# Introduction

This Jupyter Notebook implements a comparison of different reinforcement learning methods and a value iteration method for a given M/M/c queueing system. The implemented methods include:

- Value iteration
- Tabular Q-learning
- SARSA
- Deep Q-learning
- A2C

The performance of the resulting policy of the methods are compared using simulation. The system is simulated over several replications and the expected value of the number of items in the system is reported.

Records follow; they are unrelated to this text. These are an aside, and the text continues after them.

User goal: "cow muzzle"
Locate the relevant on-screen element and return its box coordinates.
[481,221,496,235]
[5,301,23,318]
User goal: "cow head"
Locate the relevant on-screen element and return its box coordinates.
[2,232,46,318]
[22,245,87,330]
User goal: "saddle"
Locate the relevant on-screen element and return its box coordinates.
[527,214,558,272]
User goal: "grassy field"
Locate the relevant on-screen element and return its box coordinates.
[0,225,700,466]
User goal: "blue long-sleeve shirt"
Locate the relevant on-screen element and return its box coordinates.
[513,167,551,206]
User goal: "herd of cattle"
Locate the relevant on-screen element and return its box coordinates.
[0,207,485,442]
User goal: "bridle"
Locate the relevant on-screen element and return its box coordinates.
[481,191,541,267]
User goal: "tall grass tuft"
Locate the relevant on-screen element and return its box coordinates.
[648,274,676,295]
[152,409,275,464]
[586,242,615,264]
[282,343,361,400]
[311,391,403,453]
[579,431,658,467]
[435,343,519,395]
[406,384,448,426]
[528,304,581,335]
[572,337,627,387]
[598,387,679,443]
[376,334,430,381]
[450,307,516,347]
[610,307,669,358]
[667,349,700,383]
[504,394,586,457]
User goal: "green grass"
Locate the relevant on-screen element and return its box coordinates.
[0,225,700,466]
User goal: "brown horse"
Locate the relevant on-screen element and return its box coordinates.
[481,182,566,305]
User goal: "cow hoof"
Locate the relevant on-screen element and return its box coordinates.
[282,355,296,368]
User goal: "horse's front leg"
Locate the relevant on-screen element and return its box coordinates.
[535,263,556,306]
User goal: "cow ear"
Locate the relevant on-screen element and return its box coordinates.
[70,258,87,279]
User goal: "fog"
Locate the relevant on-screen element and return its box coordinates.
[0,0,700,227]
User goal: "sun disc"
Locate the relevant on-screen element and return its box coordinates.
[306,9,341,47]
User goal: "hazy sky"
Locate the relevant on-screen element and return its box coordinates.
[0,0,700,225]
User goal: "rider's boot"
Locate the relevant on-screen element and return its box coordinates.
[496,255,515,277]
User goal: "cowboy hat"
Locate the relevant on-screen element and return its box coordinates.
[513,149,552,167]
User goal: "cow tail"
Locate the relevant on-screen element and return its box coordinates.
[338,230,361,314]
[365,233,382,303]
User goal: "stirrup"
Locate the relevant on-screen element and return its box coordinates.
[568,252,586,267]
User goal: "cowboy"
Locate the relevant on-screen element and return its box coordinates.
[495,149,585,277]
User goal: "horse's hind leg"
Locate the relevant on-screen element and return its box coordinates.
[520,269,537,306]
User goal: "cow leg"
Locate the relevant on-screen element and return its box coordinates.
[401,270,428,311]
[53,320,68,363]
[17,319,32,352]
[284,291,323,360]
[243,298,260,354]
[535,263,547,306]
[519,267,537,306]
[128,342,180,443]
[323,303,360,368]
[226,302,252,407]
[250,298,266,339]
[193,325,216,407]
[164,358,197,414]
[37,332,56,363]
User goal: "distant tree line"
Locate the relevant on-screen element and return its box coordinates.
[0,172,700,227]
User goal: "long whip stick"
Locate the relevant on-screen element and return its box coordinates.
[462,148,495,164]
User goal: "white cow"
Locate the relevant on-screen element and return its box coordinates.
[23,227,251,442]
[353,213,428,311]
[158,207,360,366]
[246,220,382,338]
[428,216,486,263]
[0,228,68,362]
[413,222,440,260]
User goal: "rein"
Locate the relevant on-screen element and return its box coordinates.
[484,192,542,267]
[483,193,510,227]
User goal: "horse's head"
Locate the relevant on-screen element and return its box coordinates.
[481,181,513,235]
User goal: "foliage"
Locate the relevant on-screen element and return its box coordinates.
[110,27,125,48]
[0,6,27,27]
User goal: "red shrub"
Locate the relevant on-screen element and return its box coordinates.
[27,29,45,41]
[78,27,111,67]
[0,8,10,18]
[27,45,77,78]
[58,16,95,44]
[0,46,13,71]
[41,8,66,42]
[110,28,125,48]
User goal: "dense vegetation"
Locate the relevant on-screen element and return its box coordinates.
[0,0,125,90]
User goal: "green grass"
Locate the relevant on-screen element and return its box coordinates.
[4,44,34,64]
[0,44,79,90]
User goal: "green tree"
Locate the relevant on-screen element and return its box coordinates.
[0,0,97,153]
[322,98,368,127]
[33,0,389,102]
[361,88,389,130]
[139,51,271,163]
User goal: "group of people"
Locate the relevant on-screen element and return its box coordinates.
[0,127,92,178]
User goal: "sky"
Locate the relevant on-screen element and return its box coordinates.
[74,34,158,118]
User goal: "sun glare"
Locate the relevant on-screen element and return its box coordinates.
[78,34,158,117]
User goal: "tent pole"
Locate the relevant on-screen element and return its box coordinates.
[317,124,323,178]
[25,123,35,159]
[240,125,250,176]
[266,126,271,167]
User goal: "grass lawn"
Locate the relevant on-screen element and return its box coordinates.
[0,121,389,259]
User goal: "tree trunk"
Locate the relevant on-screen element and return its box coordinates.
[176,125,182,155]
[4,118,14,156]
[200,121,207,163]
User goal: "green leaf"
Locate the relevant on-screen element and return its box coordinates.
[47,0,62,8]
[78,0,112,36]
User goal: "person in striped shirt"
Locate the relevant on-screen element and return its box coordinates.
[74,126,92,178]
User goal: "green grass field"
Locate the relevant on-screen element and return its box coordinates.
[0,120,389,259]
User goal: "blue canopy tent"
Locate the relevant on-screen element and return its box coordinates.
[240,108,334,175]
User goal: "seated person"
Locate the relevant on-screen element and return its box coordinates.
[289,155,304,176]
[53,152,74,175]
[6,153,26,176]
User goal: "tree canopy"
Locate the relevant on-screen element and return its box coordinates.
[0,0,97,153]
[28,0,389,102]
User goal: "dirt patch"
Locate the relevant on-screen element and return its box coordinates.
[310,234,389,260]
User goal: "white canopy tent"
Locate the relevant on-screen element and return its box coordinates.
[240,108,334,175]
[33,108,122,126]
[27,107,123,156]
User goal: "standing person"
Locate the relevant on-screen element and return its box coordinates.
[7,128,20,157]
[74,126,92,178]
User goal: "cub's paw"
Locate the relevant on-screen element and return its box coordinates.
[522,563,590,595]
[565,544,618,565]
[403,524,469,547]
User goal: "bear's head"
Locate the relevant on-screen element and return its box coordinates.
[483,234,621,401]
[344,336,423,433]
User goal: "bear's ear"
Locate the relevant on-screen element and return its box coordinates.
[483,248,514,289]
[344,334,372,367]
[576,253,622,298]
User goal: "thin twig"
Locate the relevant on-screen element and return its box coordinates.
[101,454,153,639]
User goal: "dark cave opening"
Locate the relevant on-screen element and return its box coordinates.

# Import required packages

In [1]:
# import the algorithms from controlledmmcqueue package
from controlledmmcqueue import MMCEnv, ValueIteration, TabularQLearner, SARSA, DQNLearner, A2CLearner

# import matplotlib for plotting
import matplotlib.pyplot as plt

import numpy as np

# Build the M/M/c environment

Before running the algorithms, the M/M/c environment needs to be built. The environment is based on the `gym.Env`.

In [2]:
# queueing system parameters
arrival_rate = 2.0
service_rates = [2.0, 0.1]
queue_capacity = 100

# maximum events to use as the termination condition for each episode of the environment
max_events_per_episode = 2000

env = MMCEnv(arr_rate=arrival_rate,
             srv_rates=service_rates, queue_cap=queue_capacity,
             punish_reward=-99999,
             scale_rewards=False,
             max_events=max_events_per_episode)

# Run the algorithms to learn the optimal Policy

## Value iteration

Value iteration is implemented to compute the optimal policy. The transition probabilities of the system are known to the algorithm. The result of value iteration can be used as a benchmark.

In [3]:
# create an instance of the learner
learner_val_iter = ValueIteration(mmc_env=env, discount_factor=0.99)

# run the algorithm to learn the optimal policy
learner_val_iter.learn(convergence_threshold=1e-5, log_progress=True)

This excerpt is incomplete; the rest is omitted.